Prior to a hearing she disclosed such ownership, saying, “I believe I can decide this matter fair and impartially but wish to apprise the parties in the event I am asked to recuse myself,” she wrote. The city made no such motion.
“I think her status as a landlord helped her understand the underlying issues well, but I don’t think it prejudiced her,” said Ethan Blevins, an attorney with the Pacific Legal Foundation who represented the landlords. He called the ruling “a victory for property rights, common sense, and our courageous clients, who can once again make basic judgment calls over who will live on their property.”
A spokesman for the Rental Housing Association of Washington also lauded the decision. The organization’s interim executive director, Sean Martin, said he’s “pleased that the court recognized the rights of rental housing owners to decide how to lawfully operate their private property.” The ruling “restores the ability for rental housing owners to provide opportunities for under-qualified renters who would otherwise have difficulty with being first in line to apply for a rental unit or meeting higher screening criteria standards,” he said in a statement.
Supporters of the law had a different reaction. They argue bias can be hard to prove and say landlords sometimes discriminate unconsciously.
Renters’ rights advocates also cited findings from a 2015 sting conducted by the city’s Office for Civil Rights (OCR), which submitted applications 97 times focused on three different groups protected by Seattle housing law.
The office reported finding evidence of different treatment due to a disability in 64 percent of their tests. About the same number, 63 percent, revealed differences due to a Section 8 voucher, while 31 percent experienced differences due to a familial status. Similar tests, conducted in 2014, found different treatment based on race, national origin, and sexual orientation around two-thirds of the time for each group.

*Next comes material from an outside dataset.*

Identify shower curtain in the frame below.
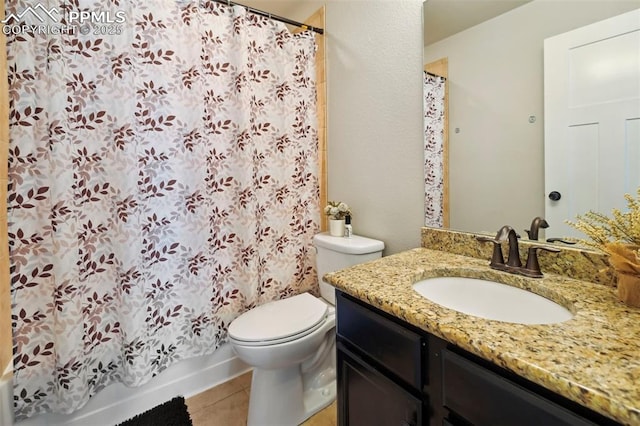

“We’re very disappointed in the ruling and hope there’s an appeal,” said Merf Ehman, executive director of Columbia Legal Services, which pushed for the City Council to adopt the law in 2016. By allowing landlords to “go with their gut,” Wednesday’s ruling restores opportunities for discrimination and hurts “people who are low-income, people of color, people with disabilities, people who are gay, lesbian, transgender and bisexual,” Ehman said.
Ehman believes the judge failed to understand the impact of discrimination on people and to sufficiently consider “the social science and how our brains work.” The former staff attorney in the Institutions Project at Columbia Legal Services (CLS) noted “People don’t like to think of themselves as discriminatory, but our gut instincts can be discriminatory. We know good people discriminate even when they don’t intend to.”
“This was supposed to cut down on what I call cherry picking,” said Gina Owens, a renter and advocate with Washington Community Action Network. “When you have the conscience that allows you to turn one person away even though they’re qualified … you’re telling them, ‘I have a preconceived notion of who you are and I don’t want you in my building.’?”
Councilmembers Lisa Herbold and Teresa Mosqueda want the city to appeal.
“The City Attorney’s office and I disagree with today’s ruling,” Herbold stated. “First in time is good policy that helps landlords screen tenants and avoid claims of fair housing violations. If landlords won’t screen tenant[s] in a way that intentionally addresses bias, we have no recourse but to increase fair housing law enforcement because the reality is that, intentionally or not, far too many landlords are discriminating in the practices they use to select renters.”
A spokesperson for the Seattle City Attorney’s Office said, “We disagree with the court’s ruling, and we’re studying it to determine our next steps.”
Deputy City Attorney John Schochet said the city is evaluating an appeal and what to tell landlords and renters to do. Attorney Ethan Blevins, representing the landlords, said he believes the city can no longer enforce the law.